La otra mujer, quien bordeaba ya los cincuenta, cerró los ojos por un instante. Parecía que aquel recuerdo, que estaba muy vivo en su memoria, la lastimaba cada vez que hurgaba en el. Al fin se decidió a contar ese secreto que con tanto celo guardaba.
–Celso Ibanez fue un cabo de carabineros, un padre responsable y un esposo ejemplar –dijo esto con mucha convicción, daba la impresión que lo conocía muy bien–. Aquella trágica noche de Junio perseguía a un matón que minutos antes había asaltado una casa particular.

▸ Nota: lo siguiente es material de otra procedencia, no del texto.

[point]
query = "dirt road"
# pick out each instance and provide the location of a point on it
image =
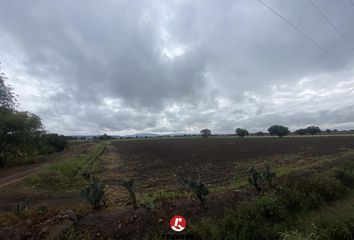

Había asesinado a sangre fría a todos sus moradores –hizo una breve pausa para recobrar el aliento–. El cabo Ibáñez regresaba a su hogar y se topó con el delincuente. Lo persiguió por varias cuadras, hasta acorralarlo en este callejón en el que nos encontramos ahora –alzó la vista hacia los pisos superiores de aquel viejo edificio que tenían a su diestra. Una ventana en particular le llamó la atención, luego bajó la mirada y retomó su diálogo–. Hubo un tiroteo y al final mató al bandido –dicho esto, volvió a mirar aquella ventana del segundo piso, como si esta le evocase dolorosas reminiscencias de su pasado–. Fue una confusión –exclamó luego, en un claro intento por convencerse a sí misma de ello. Inclinó la cabeza y pareció sentirse muy compungida.
–¿Se siente bien? –le preguntó la vecina, quien se mostró preocupada por el gesto de aflicción que se dibujó en su rostro – ¿De qué confusión me habla? –agregó de inmediato.
–Estaba tan oscuro –balbuceó con lágrimas en los ojos–, todas las noches esos bandoleros asaltaban a alguien o violaban a alguna mujer –la joven no lograba entender nada.
–¿Qué tiene que ver todo eso que me está contando? –la viuda la miró a los ojos.
–Yo sólo quería hacer justicia –recalcó–, por eso hice lo que hice.
–¿Qué fue lo que hizo vecina? ¡Hable de una buena vez que me tiene en ascuas! –insistió.
La oyente respiró profundo y trató de calmarse.
–Esa noche escuché los tiros y los gritos y me asomé a la ventana. Aquella, la del segundo piso –la señaló con su mano temblorosa–. Allí vivía yo antes –le explicó–. Vi siluetas corriendo. Supuse que eran delincuentes. Como tantos que se peleaban noche tras noche en este mismo callejón. Donde perdió la vida tanta gente inocente y murieron también muchos malhechores en sus “ajustes de cuentas”. Esa noche tomé el arma de mi marido y le apunté a esa silueta que me pareció sospechosa. Muchas veces lo hice, pero nunca llegué a abrir fuego; hasta esa ocasión. Oportunidad en la que apreté el gatillo con la frialdad que me dieron la rabia y las ansias de hacer justicia –cerró nuevamente sus ojos y enmudeció por un breve instante–. El cabo Ibáñez cayó de bruces y no se volvió a parar nunca más. Yo no pude verlo bien. Había neblina. No tuve como distinguir su uniforme y no llevaba puesta su gorra. ¿Cómo iba yo a saber que era él?, ¿un policía?, ¿un hombre de bien? –la otra mujer se mostró muy impactada por esta insólita revelación. Observó a su acompañante depositar el ramo de claveles en el macetero de esa vieja animita. Lo acomodó bien e hizo la “señal de la cruz” –Perdóname, amor mío por lo que hice. Tú sabes que fue una confusión –exclamó nuevamente entre sollozos.